Variational Autoencoder — BayesianStatistics.com

Introduced independently by Kingma and Welling (2013) and Rezende, Mohamed, and Wierstra (2014), the Variational Autoencoder (VAE) fuses variational inference with deep neural networks to create a powerful framework for unsupervised learning and generative modelling. The VAE posits a latent variable model p_θ(x, z) = p(z) p_θ(x | z), where z is a latent code and p_θ(x | z) is a neural network decoder. Because the true posterior p_θ(z | x) is intractable, a neural network encoder q_ϕ(z | x) approximates it, and both networks are trained jointly by maximizing the ELBO.

Architecture and Training

The encoder (or recognition network) q_ϕ(z | x) maps an input x to the parameters of a distribution over the latent space — typically a diagonal Gaussian with mean μ_ϕ(x) and variance σ²_ϕ(x). The decoder (or generative network) p_θ(x | z) maps a latent code z back to a distribution over the data space. The prior p(z) is usually a standard normal N(0, I).
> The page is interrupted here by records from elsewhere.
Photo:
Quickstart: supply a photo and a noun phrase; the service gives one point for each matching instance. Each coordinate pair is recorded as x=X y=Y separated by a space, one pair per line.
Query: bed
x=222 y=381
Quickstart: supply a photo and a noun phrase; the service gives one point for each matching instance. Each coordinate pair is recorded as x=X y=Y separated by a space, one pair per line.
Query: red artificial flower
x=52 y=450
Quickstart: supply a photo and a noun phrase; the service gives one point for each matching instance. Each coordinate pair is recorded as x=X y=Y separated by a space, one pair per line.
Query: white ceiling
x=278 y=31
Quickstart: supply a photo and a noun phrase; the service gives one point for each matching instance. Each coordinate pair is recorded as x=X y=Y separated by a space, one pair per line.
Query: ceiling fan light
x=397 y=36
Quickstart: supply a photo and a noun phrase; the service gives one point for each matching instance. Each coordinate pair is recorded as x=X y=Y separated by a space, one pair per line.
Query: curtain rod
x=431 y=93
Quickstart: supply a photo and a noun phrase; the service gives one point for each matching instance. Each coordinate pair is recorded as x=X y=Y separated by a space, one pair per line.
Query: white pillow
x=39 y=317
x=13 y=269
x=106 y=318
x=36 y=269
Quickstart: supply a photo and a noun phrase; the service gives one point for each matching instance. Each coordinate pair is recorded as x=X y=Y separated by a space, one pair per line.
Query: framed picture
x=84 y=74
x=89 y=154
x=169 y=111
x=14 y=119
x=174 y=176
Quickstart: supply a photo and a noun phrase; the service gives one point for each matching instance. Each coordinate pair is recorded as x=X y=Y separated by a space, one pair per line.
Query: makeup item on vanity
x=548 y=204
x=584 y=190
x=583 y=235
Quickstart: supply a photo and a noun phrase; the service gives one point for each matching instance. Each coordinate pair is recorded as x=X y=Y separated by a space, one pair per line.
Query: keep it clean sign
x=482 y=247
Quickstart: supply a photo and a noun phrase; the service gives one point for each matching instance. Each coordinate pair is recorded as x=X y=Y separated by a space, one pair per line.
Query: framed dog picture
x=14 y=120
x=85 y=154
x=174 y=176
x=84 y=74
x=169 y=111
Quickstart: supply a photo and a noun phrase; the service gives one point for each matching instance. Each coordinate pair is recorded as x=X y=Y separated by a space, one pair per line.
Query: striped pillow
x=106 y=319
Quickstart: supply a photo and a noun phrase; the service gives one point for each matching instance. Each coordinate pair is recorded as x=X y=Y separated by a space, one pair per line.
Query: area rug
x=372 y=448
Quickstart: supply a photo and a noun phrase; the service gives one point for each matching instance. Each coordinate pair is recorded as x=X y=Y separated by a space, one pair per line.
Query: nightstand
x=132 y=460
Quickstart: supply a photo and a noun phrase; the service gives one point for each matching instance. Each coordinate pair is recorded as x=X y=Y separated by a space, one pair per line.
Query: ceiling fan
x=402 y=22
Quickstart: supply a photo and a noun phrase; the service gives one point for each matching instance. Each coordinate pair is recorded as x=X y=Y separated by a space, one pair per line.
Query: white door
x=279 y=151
VAE Objective (ELBO) L(θ, ϕ; x) = E_{q_ϕ(z|x)}[log p_θ(x | z)] − KL(q_ϕ(z | x) ‖ p(z))

Reconstruction term: E_{q_ϕ(z|x)}[log p_θ(x | z)]
Regularization term: KL(q_ϕ(z | x) ‖ p(z))

The first term encourages faithful reconstruction of the input. The second term regularizes the approximate posterior toward the prior, ensuring the latent space has a coherent global structure. For Gaussian q and Gaussian prior, the KL term has a closed-form expression, while the reconstruction term is estimated via Monte Carlo sampling.

The Reparameterization Trick

A central technical innovation of the VAE is the reparameterization trick. Instead of sampling z ∼ q_ϕ(z | x) directly (which blocks gradient flow), we write z = μ_ϕ(x) + σ_ϕ(x) ⊙ ε, where ε ∼ N(0, I). This makes the sampling operation differentiable with respect to ϕ, enabling standard backpropagation through the stochastic layer. This trick is not specific to VAEs and has become a cornerstone of stochastic gradient variational inference more broadly.

Posterior Collapse

A well-known failure mode of VAEs is posterior collapse, where the encoder learns to ignore the input and produce q_ϕ(z | x) ≈ p(z) for all x. The model then relies entirely on the decoder's capacity, and the latent code becomes uninformative. Mitigation strategies include KL annealing (gradually increasing the KL weight during training), free bits (imposing a minimum information constraint per latent dimension), and using more expressive decoders or priors.

Extensions and Variants

Conditional VAEs (CVAEs) condition both encoder and decoder on auxiliary information (e.g., class labels), enabling controlled generation. β-VAE (Higgins et al., 2017) introduces a hyperparameter β > 1 weighting the KL term, encouraging disentangled latent representations at the cost of reconstruction fidelity. VQ-VAE (van den Oord et al., 2017) replaces the continuous latent space with a discrete codebook, combining the VAE framework with vector quantization for high-quality audio and image generation.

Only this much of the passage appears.